2005-12-31
Notes on getting a Solaris hardware inventory
Being able to find out what hardware is in a random machine is one of those things you don't think about very much until you inherit responsibility for a bunch of machines that you didn't build yourself.
The best hardware inventory program I've used is SGI's hinv
(although it doesn't have enough disk information). Linux has decent
hardware inventory support, but not bundled into a single command; you
have to look through a bunch of /proc files and know a few commands
like lspci. Unfortunately, Solaris is less friendly.
The old-fashioned way to get hardware information is to look at the
kernel's boot messages; on Solaris this is in syslog or via dmesg.
However, these logs get aged away if the system has been up for a
while. (I've been known to arrange for kernel syslog messages to never
expire, but I haven't set that up on my Solaris systems yet.)
The best program seems to be prtdiag, which gives CPU, memory, and
some hardware slot information (and works for non-root users, always a
bonus).
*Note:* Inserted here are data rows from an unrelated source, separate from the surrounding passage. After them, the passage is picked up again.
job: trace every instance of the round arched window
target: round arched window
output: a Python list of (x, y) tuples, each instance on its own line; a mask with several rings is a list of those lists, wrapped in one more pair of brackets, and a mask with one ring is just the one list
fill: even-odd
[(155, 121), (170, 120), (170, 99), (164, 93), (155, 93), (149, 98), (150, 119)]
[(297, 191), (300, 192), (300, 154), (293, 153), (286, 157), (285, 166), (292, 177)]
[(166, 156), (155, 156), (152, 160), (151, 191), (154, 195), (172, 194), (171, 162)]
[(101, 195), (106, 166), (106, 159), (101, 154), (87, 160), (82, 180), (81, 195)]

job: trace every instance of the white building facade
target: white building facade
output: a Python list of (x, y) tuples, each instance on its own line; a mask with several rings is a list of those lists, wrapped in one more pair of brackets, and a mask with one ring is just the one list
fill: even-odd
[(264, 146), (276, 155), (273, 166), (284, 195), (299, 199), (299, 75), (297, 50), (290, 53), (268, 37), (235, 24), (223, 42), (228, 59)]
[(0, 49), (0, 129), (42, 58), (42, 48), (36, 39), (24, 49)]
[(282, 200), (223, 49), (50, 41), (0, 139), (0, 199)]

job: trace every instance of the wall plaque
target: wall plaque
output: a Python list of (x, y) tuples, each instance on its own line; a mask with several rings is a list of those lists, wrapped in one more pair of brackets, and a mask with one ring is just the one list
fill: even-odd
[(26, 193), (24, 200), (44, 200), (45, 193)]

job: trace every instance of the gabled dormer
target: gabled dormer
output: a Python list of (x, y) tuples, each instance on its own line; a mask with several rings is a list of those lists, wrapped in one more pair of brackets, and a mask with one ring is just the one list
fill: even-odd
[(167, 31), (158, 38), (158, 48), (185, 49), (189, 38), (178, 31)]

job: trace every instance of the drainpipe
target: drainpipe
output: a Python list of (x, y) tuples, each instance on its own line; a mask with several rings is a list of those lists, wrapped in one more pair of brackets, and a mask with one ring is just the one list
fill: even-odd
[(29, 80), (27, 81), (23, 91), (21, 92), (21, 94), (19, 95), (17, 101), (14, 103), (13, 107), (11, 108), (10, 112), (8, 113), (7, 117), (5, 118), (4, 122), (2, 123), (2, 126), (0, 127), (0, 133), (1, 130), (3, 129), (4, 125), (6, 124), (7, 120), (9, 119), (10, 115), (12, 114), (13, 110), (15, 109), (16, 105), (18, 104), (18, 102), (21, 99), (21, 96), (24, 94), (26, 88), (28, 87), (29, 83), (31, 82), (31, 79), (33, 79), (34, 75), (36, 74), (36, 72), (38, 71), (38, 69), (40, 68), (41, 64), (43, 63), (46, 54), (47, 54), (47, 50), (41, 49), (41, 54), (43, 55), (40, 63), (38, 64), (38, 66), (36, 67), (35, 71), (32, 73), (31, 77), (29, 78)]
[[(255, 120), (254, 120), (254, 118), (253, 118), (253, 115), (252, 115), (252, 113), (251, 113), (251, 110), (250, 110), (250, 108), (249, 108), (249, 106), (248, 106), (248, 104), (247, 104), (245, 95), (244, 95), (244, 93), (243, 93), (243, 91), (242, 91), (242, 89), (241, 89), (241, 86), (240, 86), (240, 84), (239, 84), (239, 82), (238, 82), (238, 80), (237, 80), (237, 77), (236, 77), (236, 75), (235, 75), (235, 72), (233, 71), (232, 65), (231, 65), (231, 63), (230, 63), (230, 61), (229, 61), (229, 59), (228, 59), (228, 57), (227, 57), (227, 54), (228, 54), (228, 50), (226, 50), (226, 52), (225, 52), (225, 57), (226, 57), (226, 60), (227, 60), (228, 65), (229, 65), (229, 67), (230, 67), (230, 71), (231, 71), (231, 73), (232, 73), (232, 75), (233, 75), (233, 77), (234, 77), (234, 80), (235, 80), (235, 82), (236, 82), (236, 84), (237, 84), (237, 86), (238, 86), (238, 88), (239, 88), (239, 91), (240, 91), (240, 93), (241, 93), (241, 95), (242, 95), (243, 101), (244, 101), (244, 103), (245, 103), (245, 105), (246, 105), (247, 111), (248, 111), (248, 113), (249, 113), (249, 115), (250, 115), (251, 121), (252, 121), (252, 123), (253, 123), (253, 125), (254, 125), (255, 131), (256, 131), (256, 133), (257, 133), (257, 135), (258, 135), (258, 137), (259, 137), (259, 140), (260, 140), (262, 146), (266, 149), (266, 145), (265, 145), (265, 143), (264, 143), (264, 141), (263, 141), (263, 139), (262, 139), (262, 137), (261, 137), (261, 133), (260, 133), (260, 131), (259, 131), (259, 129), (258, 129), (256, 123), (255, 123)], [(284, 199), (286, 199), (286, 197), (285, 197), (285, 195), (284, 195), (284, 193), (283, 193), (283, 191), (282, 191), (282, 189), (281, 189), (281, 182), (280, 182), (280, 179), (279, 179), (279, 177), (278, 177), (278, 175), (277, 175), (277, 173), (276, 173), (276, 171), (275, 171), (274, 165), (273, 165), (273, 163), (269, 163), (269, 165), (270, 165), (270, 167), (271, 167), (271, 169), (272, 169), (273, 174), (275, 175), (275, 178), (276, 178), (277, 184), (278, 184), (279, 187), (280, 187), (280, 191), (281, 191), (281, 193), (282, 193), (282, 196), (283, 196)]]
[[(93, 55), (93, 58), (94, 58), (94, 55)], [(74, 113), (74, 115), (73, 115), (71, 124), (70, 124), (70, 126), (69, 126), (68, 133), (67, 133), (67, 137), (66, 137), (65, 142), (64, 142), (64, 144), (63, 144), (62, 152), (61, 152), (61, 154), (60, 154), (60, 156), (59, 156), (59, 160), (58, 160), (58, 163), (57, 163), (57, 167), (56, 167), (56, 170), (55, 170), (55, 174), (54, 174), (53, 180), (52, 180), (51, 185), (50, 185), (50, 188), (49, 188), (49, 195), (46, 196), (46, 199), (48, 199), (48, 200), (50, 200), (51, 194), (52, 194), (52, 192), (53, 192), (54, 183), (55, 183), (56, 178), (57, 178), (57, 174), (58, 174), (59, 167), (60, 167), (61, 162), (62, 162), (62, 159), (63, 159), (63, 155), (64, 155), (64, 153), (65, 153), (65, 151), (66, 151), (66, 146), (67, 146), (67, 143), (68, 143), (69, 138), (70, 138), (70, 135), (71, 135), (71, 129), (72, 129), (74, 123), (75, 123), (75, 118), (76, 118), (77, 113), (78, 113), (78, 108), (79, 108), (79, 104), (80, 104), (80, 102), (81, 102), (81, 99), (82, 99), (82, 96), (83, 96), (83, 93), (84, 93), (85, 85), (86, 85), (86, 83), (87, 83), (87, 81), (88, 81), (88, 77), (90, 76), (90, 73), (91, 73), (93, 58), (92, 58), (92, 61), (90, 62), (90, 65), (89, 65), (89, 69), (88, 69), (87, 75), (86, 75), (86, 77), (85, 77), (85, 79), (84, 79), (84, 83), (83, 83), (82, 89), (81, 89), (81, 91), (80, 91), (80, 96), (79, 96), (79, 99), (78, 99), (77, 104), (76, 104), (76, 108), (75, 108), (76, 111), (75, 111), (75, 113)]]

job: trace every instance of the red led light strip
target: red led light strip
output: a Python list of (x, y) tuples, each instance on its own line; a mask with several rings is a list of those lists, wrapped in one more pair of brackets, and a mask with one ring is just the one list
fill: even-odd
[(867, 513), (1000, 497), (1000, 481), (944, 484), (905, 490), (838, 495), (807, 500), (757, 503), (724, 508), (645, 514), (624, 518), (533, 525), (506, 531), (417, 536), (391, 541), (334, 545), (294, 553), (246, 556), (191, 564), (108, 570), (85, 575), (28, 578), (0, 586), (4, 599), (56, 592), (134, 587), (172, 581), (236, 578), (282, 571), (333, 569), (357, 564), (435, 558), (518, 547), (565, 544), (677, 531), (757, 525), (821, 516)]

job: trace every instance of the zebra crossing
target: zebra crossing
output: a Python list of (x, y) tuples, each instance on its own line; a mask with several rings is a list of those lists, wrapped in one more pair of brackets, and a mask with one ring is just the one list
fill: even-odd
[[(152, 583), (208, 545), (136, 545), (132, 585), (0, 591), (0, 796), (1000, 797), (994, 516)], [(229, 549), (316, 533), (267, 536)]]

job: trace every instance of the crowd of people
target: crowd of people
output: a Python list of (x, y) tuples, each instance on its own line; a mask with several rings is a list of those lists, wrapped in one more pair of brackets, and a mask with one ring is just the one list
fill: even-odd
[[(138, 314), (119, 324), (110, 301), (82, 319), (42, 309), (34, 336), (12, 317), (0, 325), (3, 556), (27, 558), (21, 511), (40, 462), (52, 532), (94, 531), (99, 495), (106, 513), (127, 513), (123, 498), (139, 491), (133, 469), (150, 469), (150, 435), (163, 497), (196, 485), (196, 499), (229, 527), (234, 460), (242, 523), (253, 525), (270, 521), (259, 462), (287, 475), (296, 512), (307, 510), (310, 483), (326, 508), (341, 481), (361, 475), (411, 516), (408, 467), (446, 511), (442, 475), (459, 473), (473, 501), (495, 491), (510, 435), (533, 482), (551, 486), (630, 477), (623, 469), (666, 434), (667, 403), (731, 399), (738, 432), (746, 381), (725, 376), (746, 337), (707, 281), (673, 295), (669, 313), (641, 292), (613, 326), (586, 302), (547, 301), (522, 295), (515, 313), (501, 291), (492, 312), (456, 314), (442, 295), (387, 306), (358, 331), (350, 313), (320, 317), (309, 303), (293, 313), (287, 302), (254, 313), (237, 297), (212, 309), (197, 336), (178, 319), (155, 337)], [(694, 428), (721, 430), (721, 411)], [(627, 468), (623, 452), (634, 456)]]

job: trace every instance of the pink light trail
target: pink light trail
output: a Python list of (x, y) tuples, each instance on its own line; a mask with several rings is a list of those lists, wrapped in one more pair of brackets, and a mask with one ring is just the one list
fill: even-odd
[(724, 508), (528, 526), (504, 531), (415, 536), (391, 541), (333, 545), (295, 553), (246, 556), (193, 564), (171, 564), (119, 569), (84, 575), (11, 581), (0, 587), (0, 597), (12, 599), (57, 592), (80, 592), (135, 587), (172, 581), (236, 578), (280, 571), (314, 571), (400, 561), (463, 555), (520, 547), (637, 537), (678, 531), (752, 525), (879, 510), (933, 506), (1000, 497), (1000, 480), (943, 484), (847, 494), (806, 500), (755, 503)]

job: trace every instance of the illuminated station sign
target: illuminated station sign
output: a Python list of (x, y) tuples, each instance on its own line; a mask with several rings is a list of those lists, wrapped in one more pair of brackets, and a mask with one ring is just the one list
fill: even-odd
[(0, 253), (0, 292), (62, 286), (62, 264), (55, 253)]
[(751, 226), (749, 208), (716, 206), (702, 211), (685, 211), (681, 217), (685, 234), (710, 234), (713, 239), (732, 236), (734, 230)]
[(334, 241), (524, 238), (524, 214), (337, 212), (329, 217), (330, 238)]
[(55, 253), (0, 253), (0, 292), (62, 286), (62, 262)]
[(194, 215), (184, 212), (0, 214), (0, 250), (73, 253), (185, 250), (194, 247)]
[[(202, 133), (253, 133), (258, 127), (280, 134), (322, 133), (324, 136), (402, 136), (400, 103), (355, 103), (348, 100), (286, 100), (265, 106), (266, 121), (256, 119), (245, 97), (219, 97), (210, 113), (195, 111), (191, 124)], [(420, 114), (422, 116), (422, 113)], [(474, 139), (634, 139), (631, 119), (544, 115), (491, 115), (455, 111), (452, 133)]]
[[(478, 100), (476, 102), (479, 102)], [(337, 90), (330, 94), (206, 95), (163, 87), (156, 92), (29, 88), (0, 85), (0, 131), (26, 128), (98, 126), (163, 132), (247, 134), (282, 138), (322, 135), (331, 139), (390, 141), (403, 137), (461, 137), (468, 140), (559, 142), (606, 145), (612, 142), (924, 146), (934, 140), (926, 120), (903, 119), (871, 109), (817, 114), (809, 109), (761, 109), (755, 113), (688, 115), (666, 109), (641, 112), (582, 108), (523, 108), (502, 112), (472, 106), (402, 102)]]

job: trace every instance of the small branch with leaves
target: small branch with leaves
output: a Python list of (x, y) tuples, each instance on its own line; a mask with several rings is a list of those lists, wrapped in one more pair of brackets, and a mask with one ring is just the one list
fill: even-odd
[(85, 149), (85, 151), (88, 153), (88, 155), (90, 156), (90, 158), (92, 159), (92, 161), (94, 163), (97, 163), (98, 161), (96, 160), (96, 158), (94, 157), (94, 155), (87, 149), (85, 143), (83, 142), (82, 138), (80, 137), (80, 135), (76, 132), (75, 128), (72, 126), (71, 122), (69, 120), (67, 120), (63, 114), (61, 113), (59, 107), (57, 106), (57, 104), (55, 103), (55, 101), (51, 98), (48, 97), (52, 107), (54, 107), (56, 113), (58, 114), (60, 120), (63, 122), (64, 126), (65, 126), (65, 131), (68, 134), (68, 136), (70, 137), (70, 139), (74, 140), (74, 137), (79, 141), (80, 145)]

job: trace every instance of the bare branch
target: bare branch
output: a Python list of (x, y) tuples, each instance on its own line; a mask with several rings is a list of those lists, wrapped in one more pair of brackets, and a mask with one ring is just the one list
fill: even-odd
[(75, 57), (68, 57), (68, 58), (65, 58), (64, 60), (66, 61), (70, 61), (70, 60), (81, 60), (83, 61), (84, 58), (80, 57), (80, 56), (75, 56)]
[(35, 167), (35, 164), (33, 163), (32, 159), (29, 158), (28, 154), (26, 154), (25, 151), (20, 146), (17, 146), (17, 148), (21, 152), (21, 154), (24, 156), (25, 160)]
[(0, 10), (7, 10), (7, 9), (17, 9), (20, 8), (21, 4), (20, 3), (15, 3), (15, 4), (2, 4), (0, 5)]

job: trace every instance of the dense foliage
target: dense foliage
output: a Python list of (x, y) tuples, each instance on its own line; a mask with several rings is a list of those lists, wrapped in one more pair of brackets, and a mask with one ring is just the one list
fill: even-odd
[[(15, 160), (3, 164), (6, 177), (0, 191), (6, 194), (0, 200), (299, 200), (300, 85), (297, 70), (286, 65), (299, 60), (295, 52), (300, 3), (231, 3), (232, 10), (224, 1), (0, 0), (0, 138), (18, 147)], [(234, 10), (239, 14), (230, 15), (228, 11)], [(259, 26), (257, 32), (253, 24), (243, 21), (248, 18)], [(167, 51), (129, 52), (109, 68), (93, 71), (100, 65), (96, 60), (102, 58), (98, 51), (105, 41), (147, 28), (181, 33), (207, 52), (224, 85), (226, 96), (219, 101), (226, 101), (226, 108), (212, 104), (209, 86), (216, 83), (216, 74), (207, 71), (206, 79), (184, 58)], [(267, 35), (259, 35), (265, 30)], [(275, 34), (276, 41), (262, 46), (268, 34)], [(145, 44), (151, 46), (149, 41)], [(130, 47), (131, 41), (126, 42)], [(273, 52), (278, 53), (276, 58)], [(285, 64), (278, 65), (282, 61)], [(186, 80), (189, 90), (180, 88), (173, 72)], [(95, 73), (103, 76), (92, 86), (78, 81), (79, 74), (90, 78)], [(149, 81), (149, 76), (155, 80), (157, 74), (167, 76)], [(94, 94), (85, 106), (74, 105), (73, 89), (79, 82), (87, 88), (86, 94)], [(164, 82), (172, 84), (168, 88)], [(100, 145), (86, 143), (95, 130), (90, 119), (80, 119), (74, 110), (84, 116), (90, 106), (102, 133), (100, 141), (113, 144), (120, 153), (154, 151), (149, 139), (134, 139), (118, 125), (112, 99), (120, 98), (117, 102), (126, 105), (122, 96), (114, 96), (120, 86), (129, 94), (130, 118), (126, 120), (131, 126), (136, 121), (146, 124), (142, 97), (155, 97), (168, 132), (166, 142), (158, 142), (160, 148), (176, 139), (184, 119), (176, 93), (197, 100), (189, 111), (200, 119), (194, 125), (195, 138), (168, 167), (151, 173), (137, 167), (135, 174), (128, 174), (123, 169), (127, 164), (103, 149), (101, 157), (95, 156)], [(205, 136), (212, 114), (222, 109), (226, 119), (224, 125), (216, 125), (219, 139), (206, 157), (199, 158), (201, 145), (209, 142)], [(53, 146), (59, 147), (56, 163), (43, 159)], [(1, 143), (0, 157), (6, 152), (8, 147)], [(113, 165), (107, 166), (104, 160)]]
There's also prtconf and a number of others, but they don't
seem to give much additional useful information about hardware.
The names of stuff in /devices has a some information, but I suspect
a good familiarity with Solaris device driver names is needed for best
results. (Solaris /proc is for processes only, so there is nothing
like Linux's collection of informative files.)
(People seem to use Magnicomp's sysinfo a fair bit, but it's
commercial software (with a 30 day free trial), and binary packages on
systems without real package managers make me twitchy. And its
installer has glitches that don't inspire confidence.)
2005-12-09
A surprising hazard of running as root all the time
We have some machines that are 'no user-operable parts inside'
setups; as part of that, they have no user logins, just root. (Yes,
yes, running as root all the time is bad, but on these boxes almost
all we'd ever do with a plain login is su to root.)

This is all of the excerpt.